Geflüchtete aus Rojava
Von Geflüchteten aus Rojava haben wir schon bei einem Besuch bei Kongreya Star gehört. 2500 Familien aus Rojava leben im „Kamp Arbat Barîka“ ca. 30 Kilometer südlich von Sulemanî. Zuvor waren es 20.000, aber die meisten sind zurückgegangen. Die Flucht begann 2012, mit dem Beginn des Krieges in Syrien. „Viele wollen zurückgehen, aber sie haben sich auf dem Gelände des Camps inzwischen Häuser oder Geschäfte aufgebaut. Die Regierung lässt nicht zu, dass die Campbewohner*innen ihre Häuser oder Geschäfte verkaufen. „Da sie aber alle ihre Mittel dort hineingesteckt haben, können sie nicht zurück“, berichtet eine Freundin. „Nicht einmal Fenster oder Türen dürfen sie verkaufen“. In Arbat Barîka, sind die Campbewohner*innen in Selbstverwaltung organisiert, die Bewegung kann in das Camp gehen, berichtet sie weiter. Die YNK (PUK) mischt sich nicht groß ein. Anders sei die Situation in den Gebieten, die der PDK (KDP) unterstellt sind. „Die Flüchtlingscamps dort ähneln Gefängnissen“, sagen die Freundinnen, Frauenhandel sei an der Tagesordnung, niemand von der Bewegung dürfe in die Camps. Die Freundin Cîhan berichtet darüber, dass die Menschen aus Afrîn schnell zurückwollen „denn es gibt große kulturelle Unterschiede, die Frauen aus Afrîn sind sehr mit ihrem eigenen Land verbunden, mit der Natur verbunden, mit ihrer Erde verbunden. Viele sagen wir gehen lieber nach Şehba und leben dort in Zelten ohne Fenster und Türen, aber wir können solch ein Leben wie hier in Sulemanî nicht führen, z.B. werden auch die Kinder auf Soranî unterrichtet, das sich sehr von Kurmancî unterscheidet.“
Eine weitere Freundin, die gerade aus Österreich gekommen ist, berichtet, dass eigentlich die meisten Geflüchteten aus Rojava, die in Österreich leben, zurück wollten, aber als jetzt der Angriff auf Afrîn stattgefunden hat, hätte viele eine große Panik ergriffen. „Sie haben ihre Pläne zurückzukehren erst mal auf Eis gelegt.“
Wir kommen ins Gespräch mit arabischen Geflüchteten aus Selahaddin. „Zuerst haben hier viele Kurden aus Rojava gearbeitet“, berichtet uns ein Geschätsinhaber, „aber als Europa die Türen für die Syrer*innen weit aufgemacht hat, sind sie alle nach Europa gegangen.“ Diesen Punkt hatte auch die Freundin Medya schon angesprochen: „Es ist eine Politik der Staaten den Mittleren Osten von Jugendlichen zu entleeren“. Vor allem haben natürlich die gut ausgebildeten und wohlhabenden Menschen dem Mittleren Osten den Rücken gekehrt, was auch Nordsyrien vor große Probleme stellt, denn es fehlen überall die Fachkräfte.

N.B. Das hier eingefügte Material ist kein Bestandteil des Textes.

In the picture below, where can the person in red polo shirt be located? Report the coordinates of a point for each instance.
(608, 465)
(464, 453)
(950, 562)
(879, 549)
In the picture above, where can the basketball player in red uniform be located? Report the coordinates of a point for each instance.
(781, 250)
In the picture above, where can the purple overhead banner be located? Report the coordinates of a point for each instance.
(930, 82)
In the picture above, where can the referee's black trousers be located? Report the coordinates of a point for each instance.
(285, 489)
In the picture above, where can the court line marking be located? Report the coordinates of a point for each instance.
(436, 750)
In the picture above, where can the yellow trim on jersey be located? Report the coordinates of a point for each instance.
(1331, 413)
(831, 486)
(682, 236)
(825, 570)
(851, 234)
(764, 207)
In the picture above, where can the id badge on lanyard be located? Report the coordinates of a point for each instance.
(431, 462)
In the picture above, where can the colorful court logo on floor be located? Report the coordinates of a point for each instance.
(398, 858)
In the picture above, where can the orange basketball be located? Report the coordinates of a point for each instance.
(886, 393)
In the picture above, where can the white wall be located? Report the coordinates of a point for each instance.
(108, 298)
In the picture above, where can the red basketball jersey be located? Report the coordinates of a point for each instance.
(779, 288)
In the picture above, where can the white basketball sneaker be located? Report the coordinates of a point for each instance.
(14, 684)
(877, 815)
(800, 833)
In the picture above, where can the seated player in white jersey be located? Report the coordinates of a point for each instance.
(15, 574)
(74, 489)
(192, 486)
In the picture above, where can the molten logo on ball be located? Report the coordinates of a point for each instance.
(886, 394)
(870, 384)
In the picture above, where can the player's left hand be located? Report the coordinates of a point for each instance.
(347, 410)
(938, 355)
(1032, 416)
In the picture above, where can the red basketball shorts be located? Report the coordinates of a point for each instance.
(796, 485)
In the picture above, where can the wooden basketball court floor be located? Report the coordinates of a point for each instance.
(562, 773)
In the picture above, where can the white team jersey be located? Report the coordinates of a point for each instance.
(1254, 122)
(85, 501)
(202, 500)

Ein weiterer Gesprächspartner aus Selahaddin erzählte uns, dass seine Stadt 2015 von Daesh (dem sogenannten Islamischen Staat) eingenommen wurde. Vor fünf Monaten haben die Hashd al Shabi Daesh vertrieben, aber auch vor ihnen fürchten sich die Geflüchteten. Auch sein Freund Nurettin kann noch nicht zurück. Sein Haus wurde zerstört. 2015 floh er vor Daesh nach Sulemanî. Wir fragen ihn, wie es ihm hier in Sulemanî geht, seine ganze Familie ist hier. Er sagt, für ihn macht es keinen Unterschied. Inzwischen spricht er fließend Soranî, Kurmancî und schon etwas Englisch. „Araber*innen und Kurd*innen sind eins, wir alle wollen einen friedlichen Irak“.